The racist implications of Charles Murray’s ideas may be less obvious than the outright bigotry of a fabricator like Jones. Yet in the eyes of Bill Hart and many others, the case of Charles Murray was clear enough that he believes Murray should never have been invited to Middlebury or been given space on campus to speak. Hart remembers when Murray came to the college 10 years before, angering many on campus by arguing, among other things, that people of color should not aspire to elite colleges like Middlebury.
So all speech is not created equal — at least it’s not equal in worth. Though all kinds of speech may circulate freely within the marketplace of ideas, some is cheap and full of hate and deserves to be ignored. When it enters the public conversation, it must be countered. Efforts to silence it, as in Middlebury, may end up drawing more attention to it.
Some speech has greater value in a democracy — speech like that of Frederick Douglass, which has lasted through the decades because it rings with moral courage in defense of human dignity.

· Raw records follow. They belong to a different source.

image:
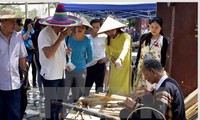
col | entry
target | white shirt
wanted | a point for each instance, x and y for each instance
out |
(10, 52)
(98, 48)
(52, 68)
(161, 81)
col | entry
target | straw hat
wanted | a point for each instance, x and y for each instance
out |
(86, 23)
(61, 18)
(110, 24)
(7, 13)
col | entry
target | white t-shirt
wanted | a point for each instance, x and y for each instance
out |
(98, 48)
(54, 67)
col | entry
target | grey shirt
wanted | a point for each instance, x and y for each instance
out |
(10, 52)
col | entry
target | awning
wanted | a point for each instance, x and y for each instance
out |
(100, 10)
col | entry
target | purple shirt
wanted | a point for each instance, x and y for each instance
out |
(9, 60)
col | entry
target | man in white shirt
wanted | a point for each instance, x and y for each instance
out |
(96, 68)
(12, 57)
(52, 57)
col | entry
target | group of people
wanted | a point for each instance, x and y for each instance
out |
(69, 59)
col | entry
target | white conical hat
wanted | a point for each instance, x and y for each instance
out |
(110, 24)
(85, 22)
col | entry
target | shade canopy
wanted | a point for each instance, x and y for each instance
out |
(120, 10)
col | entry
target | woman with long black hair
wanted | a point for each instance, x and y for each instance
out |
(152, 45)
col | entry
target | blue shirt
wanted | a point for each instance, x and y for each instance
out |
(82, 52)
(28, 43)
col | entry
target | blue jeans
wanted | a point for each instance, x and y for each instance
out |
(10, 105)
(53, 90)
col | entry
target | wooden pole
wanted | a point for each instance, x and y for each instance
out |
(87, 111)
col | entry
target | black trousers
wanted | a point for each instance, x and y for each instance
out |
(95, 74)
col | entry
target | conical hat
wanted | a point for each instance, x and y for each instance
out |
(7, 13)
(85, 22)
(110, 24)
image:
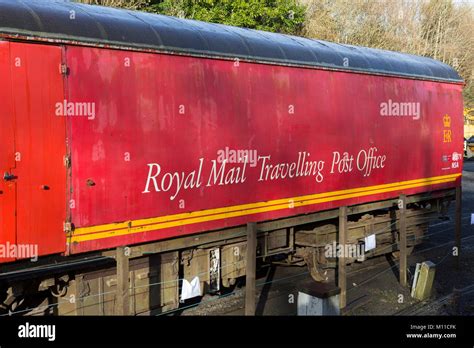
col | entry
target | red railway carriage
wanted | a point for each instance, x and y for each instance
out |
(121, 128)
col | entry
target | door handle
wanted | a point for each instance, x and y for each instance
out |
(8, 176)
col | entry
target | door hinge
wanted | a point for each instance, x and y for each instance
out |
(67, 161)
(67, 227)
(63, 69)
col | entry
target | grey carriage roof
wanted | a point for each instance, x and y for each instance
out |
(97, 25)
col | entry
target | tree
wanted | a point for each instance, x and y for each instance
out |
(283, 16)
(440, 29)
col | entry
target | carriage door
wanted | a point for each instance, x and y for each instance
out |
(7, 158)
(38, 173)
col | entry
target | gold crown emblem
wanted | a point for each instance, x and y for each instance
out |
(447, 121)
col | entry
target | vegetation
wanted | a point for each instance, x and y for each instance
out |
(441, 29)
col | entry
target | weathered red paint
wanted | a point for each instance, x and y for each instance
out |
(139, 96)
(175, 110)
(33, 145)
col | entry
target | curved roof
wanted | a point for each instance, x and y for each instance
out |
(69, 21)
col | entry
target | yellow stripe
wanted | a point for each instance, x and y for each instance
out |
(152, 224)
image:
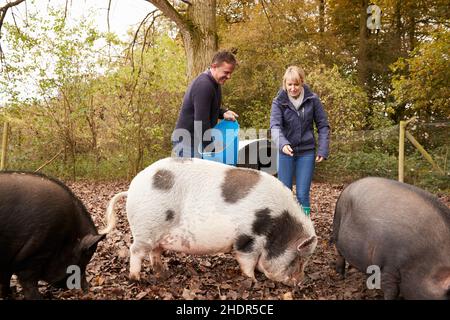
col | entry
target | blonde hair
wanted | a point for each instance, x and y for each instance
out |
(294, 73)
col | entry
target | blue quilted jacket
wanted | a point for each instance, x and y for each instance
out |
(295, 127)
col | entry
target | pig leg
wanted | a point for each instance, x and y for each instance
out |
(340, 264)
(155, 258)
(138, 251)
(29, 284)
(247, 262)
(389, 285)
(5, 290)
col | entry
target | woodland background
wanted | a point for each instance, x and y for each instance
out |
(108, 107)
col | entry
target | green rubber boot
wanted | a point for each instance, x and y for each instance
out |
(307, 211)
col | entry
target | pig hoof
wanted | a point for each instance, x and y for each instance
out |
(163, 274)
(134, 277)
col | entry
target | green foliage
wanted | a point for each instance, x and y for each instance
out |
(92, 108)
(421, 82)
(345, 103)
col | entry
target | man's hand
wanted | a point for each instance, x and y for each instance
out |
(230, 115)
(288, 150)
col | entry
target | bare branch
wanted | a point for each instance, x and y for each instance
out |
(5, 8)
(3, 11)
(170, 12)
(263, 2)
(133, 43)
(107, 15)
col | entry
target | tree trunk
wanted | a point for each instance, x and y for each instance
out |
(200, 40)
(198, 29)
(322, 29)
(363, 45)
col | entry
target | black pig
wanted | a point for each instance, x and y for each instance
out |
(403, 230)
(44, 229)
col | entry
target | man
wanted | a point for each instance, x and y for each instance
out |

Anti-fascists and anti-racists are still learning the best methods for countering hateful speech or behavior — whether to ignore Nazi marchers or to stage a counter-demonstration at another site, whether to debate a racist or ignore him. No one need apologize for labeling hate speech as hate speech. The great advocates of human dignity — Douglass, King, Mandela — have shown that democratic values are a powerful force field that need not incorporate the tactics of the mob and whose inherent strength can withstand the worst of the mobocracy.
David Moats, an author and journalist who lives in Salisbury, is editorial page editor emeritus of the Rutland Herald, where he won the 2001 Pulitzer Prize for a series of editorials on Vermont’s civil union law. This piece originally ran on VTDigger.org.